Cambridgeshire, England community radio station

Huntingdon Community Radio is a community radio station operating from studios in Huntingdonshire, Cambridgeshire, England. It was awarded a broadcast licence by Ofcom in 2009, and has been broadcasting on 104 FM across Huntingdonshire and online since April 2011.

==History==
HCR started life in 1995 when a group of volunteers opened a temporary studio above Bookmakers Braybrook Racing in Huntingdon. Obtaining a Restricted Service Licence, HCR initially went on air for three weeks.
Following the initial broadcast, a partnership was established with the community college in St Neots, Cambridgeshire.
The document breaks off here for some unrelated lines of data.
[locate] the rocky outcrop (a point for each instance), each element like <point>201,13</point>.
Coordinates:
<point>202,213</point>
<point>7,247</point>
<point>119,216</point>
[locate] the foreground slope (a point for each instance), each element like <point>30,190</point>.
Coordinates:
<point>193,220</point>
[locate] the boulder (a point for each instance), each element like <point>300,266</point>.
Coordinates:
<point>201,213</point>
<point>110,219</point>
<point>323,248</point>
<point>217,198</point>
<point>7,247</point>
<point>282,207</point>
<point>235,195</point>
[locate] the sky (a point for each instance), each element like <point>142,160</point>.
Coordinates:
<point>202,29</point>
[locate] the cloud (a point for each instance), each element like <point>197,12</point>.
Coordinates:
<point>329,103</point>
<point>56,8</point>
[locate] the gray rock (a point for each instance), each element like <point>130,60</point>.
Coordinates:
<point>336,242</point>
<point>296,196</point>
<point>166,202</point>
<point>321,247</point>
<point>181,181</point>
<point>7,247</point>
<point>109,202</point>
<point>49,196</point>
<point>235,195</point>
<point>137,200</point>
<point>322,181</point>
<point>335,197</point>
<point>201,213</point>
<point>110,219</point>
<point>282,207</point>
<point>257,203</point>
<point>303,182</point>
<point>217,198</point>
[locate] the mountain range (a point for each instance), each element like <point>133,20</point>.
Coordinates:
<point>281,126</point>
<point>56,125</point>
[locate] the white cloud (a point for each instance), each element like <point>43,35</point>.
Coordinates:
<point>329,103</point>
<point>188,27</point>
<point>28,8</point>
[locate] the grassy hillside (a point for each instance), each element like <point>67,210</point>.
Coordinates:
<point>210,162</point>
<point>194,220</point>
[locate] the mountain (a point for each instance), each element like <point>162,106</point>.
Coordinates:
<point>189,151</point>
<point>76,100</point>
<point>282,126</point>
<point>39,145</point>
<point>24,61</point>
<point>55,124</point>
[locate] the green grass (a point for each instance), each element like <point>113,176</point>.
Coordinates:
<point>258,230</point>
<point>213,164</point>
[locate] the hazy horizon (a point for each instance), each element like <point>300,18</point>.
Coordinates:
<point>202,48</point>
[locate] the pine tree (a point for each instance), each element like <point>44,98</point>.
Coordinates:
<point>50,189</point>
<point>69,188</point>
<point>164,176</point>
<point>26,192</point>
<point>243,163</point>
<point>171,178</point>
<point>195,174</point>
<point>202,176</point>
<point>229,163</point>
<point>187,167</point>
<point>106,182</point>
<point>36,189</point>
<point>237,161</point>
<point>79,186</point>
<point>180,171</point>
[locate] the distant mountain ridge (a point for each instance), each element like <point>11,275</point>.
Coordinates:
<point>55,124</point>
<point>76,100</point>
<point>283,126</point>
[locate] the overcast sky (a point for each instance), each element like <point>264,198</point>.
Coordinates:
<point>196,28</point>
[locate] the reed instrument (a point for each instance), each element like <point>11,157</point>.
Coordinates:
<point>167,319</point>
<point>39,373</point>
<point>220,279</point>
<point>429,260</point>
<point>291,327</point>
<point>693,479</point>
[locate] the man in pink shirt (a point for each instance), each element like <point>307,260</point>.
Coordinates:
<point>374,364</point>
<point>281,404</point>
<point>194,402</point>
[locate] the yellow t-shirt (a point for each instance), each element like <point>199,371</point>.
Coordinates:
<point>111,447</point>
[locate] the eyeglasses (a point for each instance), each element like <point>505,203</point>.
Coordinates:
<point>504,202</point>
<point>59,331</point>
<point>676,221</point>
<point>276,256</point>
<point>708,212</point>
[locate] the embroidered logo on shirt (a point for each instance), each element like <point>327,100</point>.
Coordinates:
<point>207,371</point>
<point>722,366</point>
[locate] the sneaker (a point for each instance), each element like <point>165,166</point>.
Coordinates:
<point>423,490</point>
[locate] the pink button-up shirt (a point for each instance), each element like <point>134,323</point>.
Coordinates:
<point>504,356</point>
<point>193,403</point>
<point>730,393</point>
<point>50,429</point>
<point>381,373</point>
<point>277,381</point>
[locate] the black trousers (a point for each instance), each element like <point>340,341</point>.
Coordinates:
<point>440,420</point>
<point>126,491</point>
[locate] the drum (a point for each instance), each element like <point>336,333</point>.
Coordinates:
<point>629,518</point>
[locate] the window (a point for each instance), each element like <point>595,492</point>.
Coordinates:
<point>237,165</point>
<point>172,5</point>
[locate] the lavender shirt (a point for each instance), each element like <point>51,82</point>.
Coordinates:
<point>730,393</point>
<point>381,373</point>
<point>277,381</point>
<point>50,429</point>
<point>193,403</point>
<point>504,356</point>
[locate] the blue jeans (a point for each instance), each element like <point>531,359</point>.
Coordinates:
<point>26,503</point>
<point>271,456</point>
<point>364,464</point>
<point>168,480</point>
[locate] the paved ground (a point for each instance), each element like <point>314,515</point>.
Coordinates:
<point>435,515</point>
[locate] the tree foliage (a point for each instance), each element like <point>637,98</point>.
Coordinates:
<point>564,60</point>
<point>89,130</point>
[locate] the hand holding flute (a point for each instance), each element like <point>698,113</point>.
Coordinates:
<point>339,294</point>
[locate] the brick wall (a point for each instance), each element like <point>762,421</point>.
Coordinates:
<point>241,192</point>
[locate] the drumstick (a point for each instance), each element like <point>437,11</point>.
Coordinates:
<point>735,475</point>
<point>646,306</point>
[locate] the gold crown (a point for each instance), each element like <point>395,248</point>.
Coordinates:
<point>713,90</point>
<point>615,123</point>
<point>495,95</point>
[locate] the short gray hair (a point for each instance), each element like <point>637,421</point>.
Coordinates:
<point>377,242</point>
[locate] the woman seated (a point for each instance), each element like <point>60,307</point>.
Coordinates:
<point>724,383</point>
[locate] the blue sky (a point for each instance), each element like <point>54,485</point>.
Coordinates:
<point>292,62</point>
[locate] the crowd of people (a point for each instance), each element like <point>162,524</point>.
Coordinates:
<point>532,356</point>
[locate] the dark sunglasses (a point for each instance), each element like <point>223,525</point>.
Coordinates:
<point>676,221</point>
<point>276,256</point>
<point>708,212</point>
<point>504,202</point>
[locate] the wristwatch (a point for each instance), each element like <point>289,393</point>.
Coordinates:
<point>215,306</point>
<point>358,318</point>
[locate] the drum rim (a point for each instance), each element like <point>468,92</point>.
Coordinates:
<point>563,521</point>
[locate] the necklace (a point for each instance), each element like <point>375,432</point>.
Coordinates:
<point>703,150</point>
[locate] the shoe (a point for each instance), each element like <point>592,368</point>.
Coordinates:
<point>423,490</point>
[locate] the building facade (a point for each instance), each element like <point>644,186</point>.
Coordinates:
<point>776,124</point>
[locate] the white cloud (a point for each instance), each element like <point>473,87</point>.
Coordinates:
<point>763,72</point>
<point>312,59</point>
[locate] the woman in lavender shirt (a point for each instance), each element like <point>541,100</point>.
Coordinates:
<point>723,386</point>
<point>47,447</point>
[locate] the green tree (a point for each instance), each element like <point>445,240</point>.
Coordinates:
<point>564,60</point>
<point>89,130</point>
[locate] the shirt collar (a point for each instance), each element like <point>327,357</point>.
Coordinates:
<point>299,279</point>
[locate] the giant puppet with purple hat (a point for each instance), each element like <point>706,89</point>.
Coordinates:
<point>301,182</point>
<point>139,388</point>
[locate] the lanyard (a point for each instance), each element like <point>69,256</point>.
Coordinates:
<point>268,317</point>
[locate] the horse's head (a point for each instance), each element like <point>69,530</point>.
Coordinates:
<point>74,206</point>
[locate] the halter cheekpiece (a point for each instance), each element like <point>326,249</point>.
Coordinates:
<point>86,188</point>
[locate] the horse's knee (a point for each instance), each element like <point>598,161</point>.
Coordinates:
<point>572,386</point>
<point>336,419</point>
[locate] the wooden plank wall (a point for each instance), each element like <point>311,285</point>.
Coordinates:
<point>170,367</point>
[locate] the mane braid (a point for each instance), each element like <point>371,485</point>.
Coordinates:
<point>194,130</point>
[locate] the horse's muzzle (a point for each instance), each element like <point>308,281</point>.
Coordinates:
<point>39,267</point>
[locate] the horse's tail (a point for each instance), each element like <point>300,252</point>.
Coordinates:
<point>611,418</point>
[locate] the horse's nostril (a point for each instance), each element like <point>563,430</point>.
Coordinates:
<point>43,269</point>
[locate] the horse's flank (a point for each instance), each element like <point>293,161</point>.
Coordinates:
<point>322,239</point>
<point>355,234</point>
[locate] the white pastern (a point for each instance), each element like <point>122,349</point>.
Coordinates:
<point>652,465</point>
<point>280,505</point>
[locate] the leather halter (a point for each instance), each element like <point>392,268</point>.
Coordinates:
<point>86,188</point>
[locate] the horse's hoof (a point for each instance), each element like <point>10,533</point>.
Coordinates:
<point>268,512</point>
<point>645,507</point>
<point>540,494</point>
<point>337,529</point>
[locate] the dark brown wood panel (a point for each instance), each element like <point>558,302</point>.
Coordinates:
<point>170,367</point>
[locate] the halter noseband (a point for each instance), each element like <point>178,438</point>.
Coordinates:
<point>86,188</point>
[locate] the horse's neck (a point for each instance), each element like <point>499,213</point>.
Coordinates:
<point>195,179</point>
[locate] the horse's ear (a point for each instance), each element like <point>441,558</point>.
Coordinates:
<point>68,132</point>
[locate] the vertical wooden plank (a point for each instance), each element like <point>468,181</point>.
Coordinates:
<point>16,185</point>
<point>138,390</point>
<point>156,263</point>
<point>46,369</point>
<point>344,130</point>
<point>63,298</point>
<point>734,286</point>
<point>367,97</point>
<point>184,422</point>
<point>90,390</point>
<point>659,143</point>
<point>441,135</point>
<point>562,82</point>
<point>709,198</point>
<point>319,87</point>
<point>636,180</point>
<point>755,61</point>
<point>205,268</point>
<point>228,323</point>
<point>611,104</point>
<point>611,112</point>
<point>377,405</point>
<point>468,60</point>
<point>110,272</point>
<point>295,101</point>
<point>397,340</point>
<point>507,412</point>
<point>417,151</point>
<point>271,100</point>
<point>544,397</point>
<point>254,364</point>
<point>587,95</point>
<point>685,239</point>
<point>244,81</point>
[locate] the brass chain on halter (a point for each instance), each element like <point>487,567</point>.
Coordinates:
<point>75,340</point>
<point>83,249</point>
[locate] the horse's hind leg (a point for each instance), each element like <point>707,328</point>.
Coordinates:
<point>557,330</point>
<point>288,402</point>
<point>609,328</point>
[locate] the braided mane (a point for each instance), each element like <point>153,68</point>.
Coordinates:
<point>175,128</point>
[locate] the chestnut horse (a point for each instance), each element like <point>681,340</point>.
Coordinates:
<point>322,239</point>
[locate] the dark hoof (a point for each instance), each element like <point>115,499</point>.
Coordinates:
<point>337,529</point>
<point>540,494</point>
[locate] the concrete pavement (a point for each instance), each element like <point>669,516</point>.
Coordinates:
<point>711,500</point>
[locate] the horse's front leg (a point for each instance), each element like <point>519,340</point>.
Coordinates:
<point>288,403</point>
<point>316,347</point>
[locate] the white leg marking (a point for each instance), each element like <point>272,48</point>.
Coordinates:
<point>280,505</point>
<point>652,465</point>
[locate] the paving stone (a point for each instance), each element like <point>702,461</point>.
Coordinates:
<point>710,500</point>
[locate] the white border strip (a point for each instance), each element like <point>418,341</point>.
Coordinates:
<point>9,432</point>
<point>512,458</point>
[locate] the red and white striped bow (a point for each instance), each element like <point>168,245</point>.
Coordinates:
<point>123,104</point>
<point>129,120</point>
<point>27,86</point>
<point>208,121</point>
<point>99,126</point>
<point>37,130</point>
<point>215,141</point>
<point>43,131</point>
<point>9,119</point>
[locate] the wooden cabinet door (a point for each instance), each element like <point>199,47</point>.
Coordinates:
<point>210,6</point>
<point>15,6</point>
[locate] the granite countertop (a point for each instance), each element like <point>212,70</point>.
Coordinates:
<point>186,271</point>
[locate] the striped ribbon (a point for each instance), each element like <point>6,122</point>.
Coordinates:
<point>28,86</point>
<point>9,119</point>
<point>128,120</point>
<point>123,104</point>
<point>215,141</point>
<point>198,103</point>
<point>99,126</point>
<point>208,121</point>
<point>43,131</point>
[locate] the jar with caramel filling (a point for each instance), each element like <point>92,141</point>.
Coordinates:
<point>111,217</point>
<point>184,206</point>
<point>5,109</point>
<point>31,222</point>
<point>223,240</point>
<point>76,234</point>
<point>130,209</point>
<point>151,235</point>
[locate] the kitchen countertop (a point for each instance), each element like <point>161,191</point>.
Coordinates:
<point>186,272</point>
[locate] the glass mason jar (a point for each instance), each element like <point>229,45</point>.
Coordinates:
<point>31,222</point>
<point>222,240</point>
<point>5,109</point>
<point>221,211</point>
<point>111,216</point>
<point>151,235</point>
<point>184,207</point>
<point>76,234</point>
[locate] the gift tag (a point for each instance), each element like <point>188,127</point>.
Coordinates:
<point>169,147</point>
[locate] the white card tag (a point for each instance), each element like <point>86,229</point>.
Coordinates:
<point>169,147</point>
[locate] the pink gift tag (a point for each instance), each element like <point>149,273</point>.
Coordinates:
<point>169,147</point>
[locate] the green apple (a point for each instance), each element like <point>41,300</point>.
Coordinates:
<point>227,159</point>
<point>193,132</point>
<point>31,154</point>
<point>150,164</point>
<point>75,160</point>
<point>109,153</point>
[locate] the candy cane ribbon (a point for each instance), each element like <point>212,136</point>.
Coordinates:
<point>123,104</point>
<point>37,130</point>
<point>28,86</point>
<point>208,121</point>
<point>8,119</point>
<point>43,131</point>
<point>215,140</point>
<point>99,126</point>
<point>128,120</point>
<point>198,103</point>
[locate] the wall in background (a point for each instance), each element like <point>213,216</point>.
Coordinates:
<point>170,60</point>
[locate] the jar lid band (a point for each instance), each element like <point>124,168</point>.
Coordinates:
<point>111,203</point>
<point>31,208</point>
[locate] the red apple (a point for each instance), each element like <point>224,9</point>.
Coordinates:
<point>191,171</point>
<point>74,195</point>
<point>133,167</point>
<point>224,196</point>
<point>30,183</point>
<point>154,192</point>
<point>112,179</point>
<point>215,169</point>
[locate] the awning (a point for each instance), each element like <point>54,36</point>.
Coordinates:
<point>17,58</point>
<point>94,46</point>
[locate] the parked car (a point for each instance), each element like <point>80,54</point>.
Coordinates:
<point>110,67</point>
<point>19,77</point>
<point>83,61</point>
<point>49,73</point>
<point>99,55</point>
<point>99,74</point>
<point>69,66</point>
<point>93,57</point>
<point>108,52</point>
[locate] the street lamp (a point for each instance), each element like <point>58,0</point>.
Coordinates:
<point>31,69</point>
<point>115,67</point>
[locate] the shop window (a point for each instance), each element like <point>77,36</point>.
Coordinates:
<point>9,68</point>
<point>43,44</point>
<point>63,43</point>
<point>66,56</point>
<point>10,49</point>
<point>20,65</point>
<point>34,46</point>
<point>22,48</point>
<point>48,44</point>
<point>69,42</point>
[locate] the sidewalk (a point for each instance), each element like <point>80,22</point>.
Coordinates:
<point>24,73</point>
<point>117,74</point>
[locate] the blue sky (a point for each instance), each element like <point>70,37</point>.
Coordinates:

The purpose of the partnership was to allow sixth form students to practice and develop an interest in broadcast media. This partnership, along with purpose-built studios, remained extant for several years before the station moved to new studios at RAF Wyton.

The volunteer committee lobbied Ofcom for the allocation of a full-time community licence for Huntingdon. Following a successful bid, HCR was awarded a full-time licence in 2009.

Following the award of the licence, the station became known as HCR104fm, using the previous name as a byline. It went on air permanently in May 2011.

The station has national news each hour from SKY and local news in association with The Hunts Post each day. The station is funded through a mix of grants, advertising and sponsorship.

==Programming==
Programming on the station runs 24 hours a day. Each weekday evening at 7pm, the station airs a community-based interview show, Over to You.

A radio soap opera, Huntsford, aired on the station in 2010 before being relaunched in 2017.